Sunday, May 31, 2009

So many books, so little time!

I've always been a voracious reader, and now that I am a librarian (a Readers' Advisory librarian, no less!), my literary intake has only increased. I use the wonderful website LibraryThing to keep track of my reading, and this year I started tagging books with "read in 2009," just out of curiosity to see how many books I read in the course of a year! It's not even half-way through 2009 yet, and I'm already up to 60 books tagged as "read in 2009!" And somehow, I'm still behind!

Here it is, the end of May, and I just added a couple more books to my LibraryThing, and decided to see how many books I'd read just in May alone. And it's a doozy of a number for just one month...thirteen! Some people read less than that in one year! And like I said, somehow, I'm still behind! Eeep!


Here's what I've read in May:

"Saffron and Brimstone: Strange Stories" by Elizabeth Hand. Short stories, mostly in the dark fantasy vein. Quite enjoyable.

"The Djinn in the Nightingale's Eye" by A.S. Byatt. More short stories, these ones fairy tale inspired. Wonderfully written, especially the title story.

"Conspirator" by C.J. Cherryh. Science fiction. The 1oth and newest in a series I've been enjoying for some time.
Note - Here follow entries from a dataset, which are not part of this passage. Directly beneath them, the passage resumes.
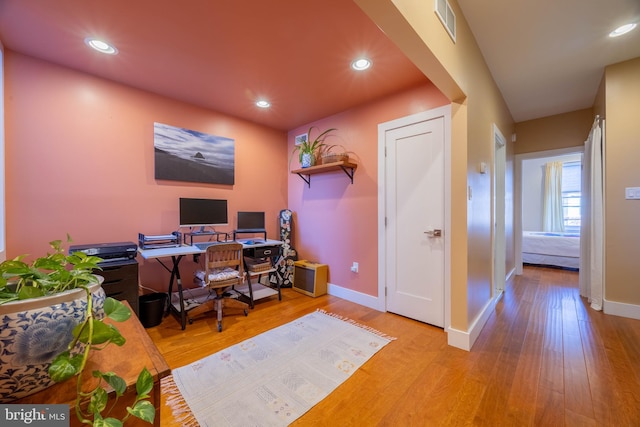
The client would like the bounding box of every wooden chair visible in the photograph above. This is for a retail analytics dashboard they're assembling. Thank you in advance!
[187,242,249,332]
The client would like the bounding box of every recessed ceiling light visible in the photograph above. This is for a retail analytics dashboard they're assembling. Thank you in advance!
[351,58,371,71]
[609,24,636,37]
[84,37,118,55]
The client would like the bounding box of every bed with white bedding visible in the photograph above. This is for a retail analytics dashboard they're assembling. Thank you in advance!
[522,231,580,269]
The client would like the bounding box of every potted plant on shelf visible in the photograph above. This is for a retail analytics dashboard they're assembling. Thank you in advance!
[289,126,336,168]
[0,236,155,426]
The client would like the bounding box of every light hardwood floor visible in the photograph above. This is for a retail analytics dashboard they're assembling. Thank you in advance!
[147,267,640,427]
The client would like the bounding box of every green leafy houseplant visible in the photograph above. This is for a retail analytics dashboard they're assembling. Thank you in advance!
[0,236,155,427]
[289,126,336,167]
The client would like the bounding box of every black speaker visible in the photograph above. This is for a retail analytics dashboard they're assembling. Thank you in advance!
[292,260,327,297]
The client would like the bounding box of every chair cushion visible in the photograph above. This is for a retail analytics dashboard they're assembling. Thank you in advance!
[209,267,240,282]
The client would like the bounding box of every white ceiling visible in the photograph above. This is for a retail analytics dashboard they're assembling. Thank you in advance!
[0,0,640,130]
[458,0,640,122]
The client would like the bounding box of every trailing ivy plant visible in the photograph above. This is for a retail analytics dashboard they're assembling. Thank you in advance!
[0,235,155,427]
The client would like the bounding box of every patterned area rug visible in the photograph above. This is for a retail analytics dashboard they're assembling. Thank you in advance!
[162,311,393,426]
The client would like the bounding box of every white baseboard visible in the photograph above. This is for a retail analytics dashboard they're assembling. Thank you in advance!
[327,283,384,311]
[447,293,502,351]
[327,283,502,351]
[603,299,640,320]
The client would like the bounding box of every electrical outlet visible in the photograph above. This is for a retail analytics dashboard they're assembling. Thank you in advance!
[624,187,640,200]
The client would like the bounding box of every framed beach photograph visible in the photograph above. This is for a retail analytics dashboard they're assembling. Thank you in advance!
[153,122,235,185]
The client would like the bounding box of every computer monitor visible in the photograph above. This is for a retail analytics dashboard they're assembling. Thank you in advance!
[179,197,229,229]
[237,212,265,232]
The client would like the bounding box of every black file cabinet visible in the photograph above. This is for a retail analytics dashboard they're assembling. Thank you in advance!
[96,259,138,316]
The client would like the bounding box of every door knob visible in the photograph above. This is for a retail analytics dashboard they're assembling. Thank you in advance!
[424,228,442,237]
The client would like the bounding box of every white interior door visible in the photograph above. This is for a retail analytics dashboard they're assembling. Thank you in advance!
[381,110,447,327]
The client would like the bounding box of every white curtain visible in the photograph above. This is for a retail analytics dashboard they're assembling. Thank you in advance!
[542,162,564,231]
[579,117,604,310]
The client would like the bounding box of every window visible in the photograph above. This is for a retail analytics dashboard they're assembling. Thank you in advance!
[562,161,582,233]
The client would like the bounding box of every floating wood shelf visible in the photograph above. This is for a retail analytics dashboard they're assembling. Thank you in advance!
[291,160,358,188]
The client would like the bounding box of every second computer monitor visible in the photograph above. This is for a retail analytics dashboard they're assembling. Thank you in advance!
[237,212,265,233]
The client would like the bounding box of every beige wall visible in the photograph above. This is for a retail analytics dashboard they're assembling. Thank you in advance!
[605,58,640,305]
[355,0,514,338]
[514,108,595,154]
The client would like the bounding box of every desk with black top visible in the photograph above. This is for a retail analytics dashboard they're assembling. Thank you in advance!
[138,239,282,330]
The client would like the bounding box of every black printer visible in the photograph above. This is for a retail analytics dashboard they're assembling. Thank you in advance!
[69,242,138,263]
[69,242,138,314]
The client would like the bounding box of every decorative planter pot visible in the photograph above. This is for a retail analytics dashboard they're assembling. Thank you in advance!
[0,276,106,403]
[300,153,316,168]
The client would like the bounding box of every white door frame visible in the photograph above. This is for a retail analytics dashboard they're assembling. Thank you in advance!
[377,105,451,331]
[513,146,584,276]
[491,123,507,297]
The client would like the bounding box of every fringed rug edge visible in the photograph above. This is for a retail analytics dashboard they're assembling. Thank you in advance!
[316,308,397,341]
[160,375,200,427]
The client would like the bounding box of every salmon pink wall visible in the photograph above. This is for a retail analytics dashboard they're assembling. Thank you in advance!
[289,84,449,296]
[5,51,288,288]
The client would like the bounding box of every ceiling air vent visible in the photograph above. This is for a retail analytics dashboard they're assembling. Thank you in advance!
[435,0,456,43]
Very political and complex, but richly detailed and enthralling.

"In the Night Room" by Peter Straub. Horror, sort of. Ghosts and demons and a pissed-off angel and fictional characters coming to life. Interesting, but not my favorite thing ever.
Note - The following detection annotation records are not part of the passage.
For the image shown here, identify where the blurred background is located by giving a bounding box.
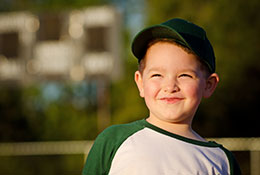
[0,0,260,175]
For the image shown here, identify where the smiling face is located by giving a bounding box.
[135,42,218,129]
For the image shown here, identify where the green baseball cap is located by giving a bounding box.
[132,18,216,73]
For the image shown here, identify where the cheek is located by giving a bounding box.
[144,82,160,98]
[185,83,202,100]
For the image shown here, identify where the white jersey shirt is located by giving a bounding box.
[83,120,240,175]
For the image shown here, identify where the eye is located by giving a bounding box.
[179,74,193,78]
[151,74,162,77]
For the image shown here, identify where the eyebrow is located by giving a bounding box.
[147,67,165,73]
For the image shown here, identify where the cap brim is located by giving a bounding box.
[132,25,191,61]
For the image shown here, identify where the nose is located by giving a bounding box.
[164,79,180,93]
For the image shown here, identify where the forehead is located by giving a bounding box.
[144,42,199,68]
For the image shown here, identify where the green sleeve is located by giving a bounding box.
[221,146,242,175]
[82,121,143,175]
[82,128,118,175]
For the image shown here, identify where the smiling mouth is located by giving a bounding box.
[160,97,184,104]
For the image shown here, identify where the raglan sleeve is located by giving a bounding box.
[82,129,117,175]
[221,146,242,175]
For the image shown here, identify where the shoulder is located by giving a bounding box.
[95,120,144,143]
[209,142,241,175]
[83,120,143,175]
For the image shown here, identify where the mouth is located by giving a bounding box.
[160,97,184,104]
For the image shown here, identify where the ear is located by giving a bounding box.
[135,71,144,97]
[203,73,219,98]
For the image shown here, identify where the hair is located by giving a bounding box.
[138,38,211,78]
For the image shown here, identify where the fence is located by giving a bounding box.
[0,138,260,175]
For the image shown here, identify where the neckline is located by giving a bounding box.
[141,119,220,147]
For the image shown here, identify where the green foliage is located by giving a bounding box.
[147,0,260,137]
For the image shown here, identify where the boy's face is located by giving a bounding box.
[135,42,218,125]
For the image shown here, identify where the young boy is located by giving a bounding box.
[83,18,240,175]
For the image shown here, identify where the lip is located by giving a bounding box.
[160,97,184,104]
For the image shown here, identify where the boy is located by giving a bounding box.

"The Sweetness at the Bottom of the Pie" by Alan Bradley. A mystery in which the sleuth is a very precocious 11-year-old British girl trying to prove her father's innocence. Charming.
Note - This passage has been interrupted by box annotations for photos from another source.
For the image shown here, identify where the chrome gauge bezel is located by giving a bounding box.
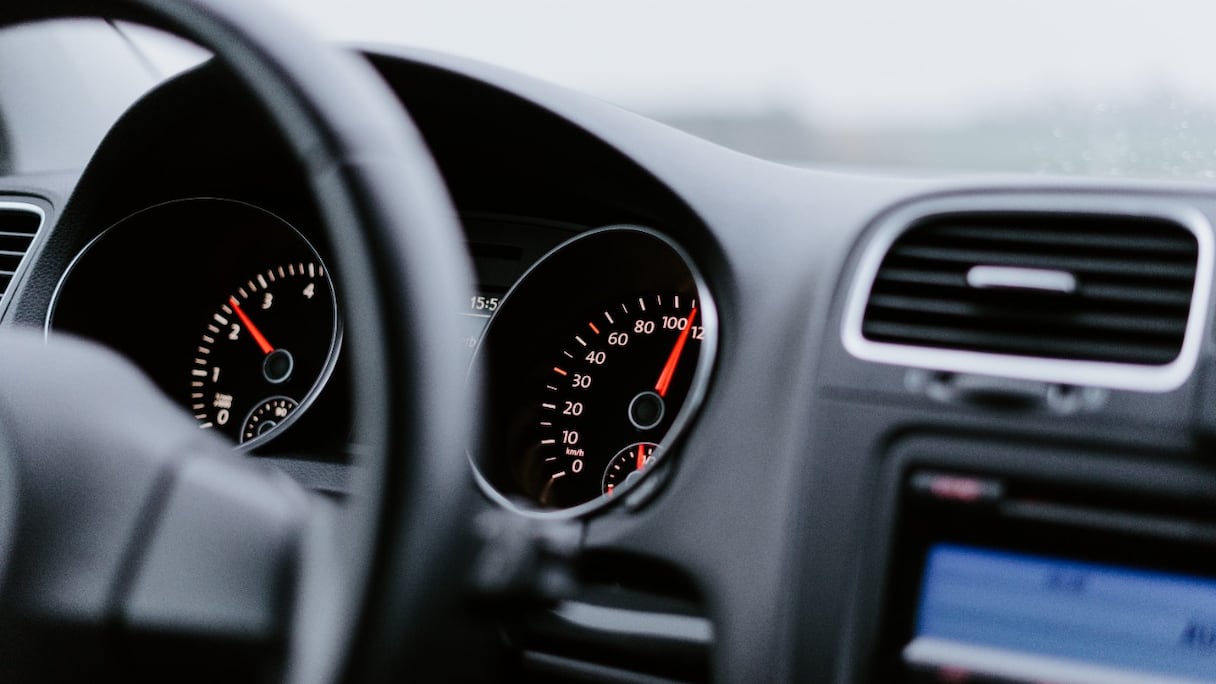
[466,224,720,520]
[44,196,343,453]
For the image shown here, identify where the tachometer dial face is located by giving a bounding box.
[190,260,336,442]
[473,226,717,515]
[47,197,340,448]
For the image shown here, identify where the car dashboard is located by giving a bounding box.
[0,29,1216,683]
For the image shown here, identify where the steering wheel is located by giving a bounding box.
[0,0,474,682]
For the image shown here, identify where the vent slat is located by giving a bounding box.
[0,204,43,296]
[862,212,1199,365]
[869,296,1187,336]
[933,225,1194,257]
[891,246,1195,280]
[863,323,1176,365]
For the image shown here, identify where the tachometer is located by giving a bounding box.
[47,197,342,448]
[464,226,716,514]
[190,259,336,442]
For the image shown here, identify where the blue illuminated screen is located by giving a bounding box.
[903,544,1216,683]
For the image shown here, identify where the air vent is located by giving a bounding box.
[0,201,43,297]
[846,198,1211,391]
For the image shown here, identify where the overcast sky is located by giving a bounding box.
[263,0,1216,124]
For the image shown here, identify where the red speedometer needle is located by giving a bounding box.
[229,297,275,354]
[654,308,697,397]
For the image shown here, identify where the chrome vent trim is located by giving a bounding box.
[841,195,1212,392]
[0,200,46,298]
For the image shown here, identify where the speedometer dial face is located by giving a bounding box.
[473,226,716,515]
[520,292,705,509]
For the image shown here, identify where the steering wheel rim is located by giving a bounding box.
[0,0,473,682]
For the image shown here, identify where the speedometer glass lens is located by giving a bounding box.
[473,226,716,512]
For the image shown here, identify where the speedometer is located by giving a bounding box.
[464,226,716,512]
[520,287,705,508]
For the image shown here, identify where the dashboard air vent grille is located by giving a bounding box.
[862,212,1199,366]
[0,201,43,296]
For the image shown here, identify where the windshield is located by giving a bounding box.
[182,0,1216,180]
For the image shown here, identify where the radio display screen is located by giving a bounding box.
[903,544,1216,684]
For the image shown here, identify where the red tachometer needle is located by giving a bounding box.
[654,309,697,397]
[229,297,275,354]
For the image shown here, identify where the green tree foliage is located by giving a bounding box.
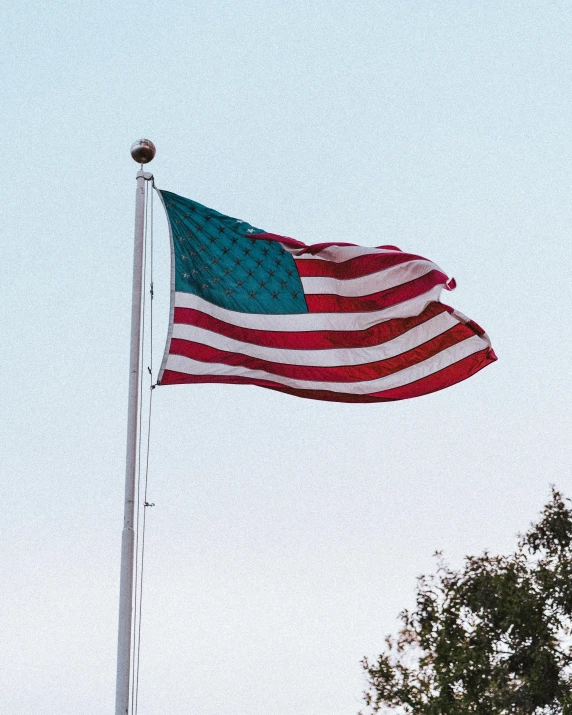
[361,488,572,715]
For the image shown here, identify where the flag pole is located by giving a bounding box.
[115,139,155,715]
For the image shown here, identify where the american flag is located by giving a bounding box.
[158,191,496,402]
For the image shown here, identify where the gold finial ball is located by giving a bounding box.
[131,139,156,164]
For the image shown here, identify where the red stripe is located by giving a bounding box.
[294,252,430,280]
[161,349,496,403]
[174,302,452,350]
[169,324,474,382]
[305,270,447,313]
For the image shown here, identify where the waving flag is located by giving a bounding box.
[159,191,496,402]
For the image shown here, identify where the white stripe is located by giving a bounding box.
[300,259,444,298]
[282,244,394,263]
[175,285,443,332]
[166,335,489,395]
[173,312,459,367]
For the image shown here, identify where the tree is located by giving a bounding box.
[360,487,572,715]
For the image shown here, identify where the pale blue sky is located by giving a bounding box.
[0,0,572,715]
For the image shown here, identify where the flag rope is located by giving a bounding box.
[131,180,155,715]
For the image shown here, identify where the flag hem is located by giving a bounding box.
[154,186,175,385]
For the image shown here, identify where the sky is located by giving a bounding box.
[0,0,572,715]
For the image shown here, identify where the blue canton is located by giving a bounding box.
[161,191,308,314]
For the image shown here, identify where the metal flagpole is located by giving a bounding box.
[115,139,155,715]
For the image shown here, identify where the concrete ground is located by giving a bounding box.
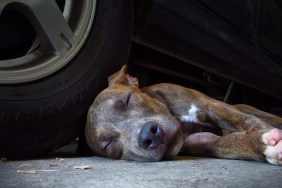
[0,142,282,188]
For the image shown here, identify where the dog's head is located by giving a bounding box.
[85,66,183,161]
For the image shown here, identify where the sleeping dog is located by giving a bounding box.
[85,66,282,165]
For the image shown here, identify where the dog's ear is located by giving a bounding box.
[108,65,139,87]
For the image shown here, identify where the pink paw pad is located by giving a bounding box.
[262,129,282,165]
[265,129,282,146]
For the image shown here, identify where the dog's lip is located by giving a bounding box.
[162,126,182,159]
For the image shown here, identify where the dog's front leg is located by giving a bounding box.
[182,129,282,165]
[206,99,274,132]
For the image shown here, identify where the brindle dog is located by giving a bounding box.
[85,66,282,165]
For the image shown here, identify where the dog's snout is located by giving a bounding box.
[138,122,164,149]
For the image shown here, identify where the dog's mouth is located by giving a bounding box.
[162,128,183,160]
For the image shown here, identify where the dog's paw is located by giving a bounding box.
[262,129,282,165]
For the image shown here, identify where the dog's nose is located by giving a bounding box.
[138,122,164,149]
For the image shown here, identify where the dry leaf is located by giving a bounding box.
[56,158,65,162]
[17,170,36,174]
[18,164,34,168]
[73,165,90,170]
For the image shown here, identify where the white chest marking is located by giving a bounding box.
[180,104,199,123]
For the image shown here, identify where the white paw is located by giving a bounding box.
[262,129,282,165]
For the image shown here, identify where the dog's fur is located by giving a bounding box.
[85,66,282,165]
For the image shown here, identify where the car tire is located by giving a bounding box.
[0,0,133,158]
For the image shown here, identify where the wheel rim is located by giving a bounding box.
[0,0,96,84]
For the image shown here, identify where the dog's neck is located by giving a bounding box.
[141,87,222,135]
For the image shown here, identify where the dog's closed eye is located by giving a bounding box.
[114,93,131,110]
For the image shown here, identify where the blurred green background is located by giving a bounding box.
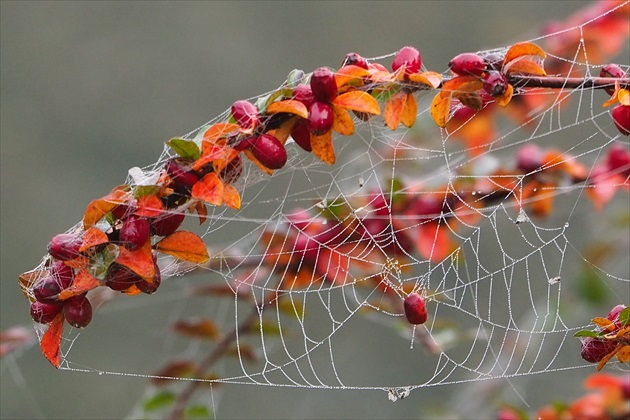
[0,1,624,418]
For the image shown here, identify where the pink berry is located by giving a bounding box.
[31,301,63,324]
[341,53,368,70]
[599,64,626,95]
[291,120,313,152]
[308,102,335,136]
[120,216,151,250]
[612,105,630,136]
[392,46,422,76]
[252,133,287,169]
[151,212,186,236]
[311,67,337,102]
[483,70,508,98]
[232,100,260,129]
[63,295,92,328]
[48,233,81,261]
[448,53,486,76]
[403,293,429,325]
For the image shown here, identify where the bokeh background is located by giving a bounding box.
[0,1,628,418]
"Vanished Smile: The Theft of Mona Lisa" by R.A. Scotti. Non-fiction, about the theft of the Mona Lisa in 1911 and the two-year effort to recover the painting. Very interesting and compelling.

"Nobody Move" by Denis Johnson. Crime fiction. Not a mystery, per se. The story of a petty thief and a wronged woman getting mixed up in each other's business and taking revenge on the woman's former husband. Gritty and interesting, but not to my normal taste.

"Rides a Dread Legion" by Raymond Feist. Fantasy, the newest book by an author I've read much of. Pretty much just ok. His earlier stuff was better.

"Tempting the Gods" by Tanith Lee. Short stories. Dark fantasy. Very good!

"Mother of Winter" by Barbara Hambly. Fantasy; a stand-alone sequel to a series I read several years back. Quite good, and a nice change from the epic 300-page-a-book fantasy series ala Robert Jordan.

"Pride and Prejudice and Zombies" by Jane Austen and Seth Grahame-Smith. Pride and Prejudice. And zombies. Exactly what it promises in the title! Elizabeth Bennet and Mr. Darcy are warriors in the battle against the scourge of undead. Awesome.

"Smoke and Mirrors" by Jane Lindskold. Science fiction. A telepath discovers that the human race is being infiltrated by telepathic symbiotic parasites and joins the fight against them. An early novel by an author whose books I've enjoyed before. Not a bad book, but she's definitely improved since.

"Mary Modern" by Camille DeAngelis. Science fiction....sort of. A bioresearcher who is unable to have children of her own clones her own grandmother, only to discover that the resultant person is not an infant but a 20-year-old woman with all of her grandmother's memory up to that age. Much more about Mary's reaction to the century in which she finds herself than it is about the science, however. Thought-provoking.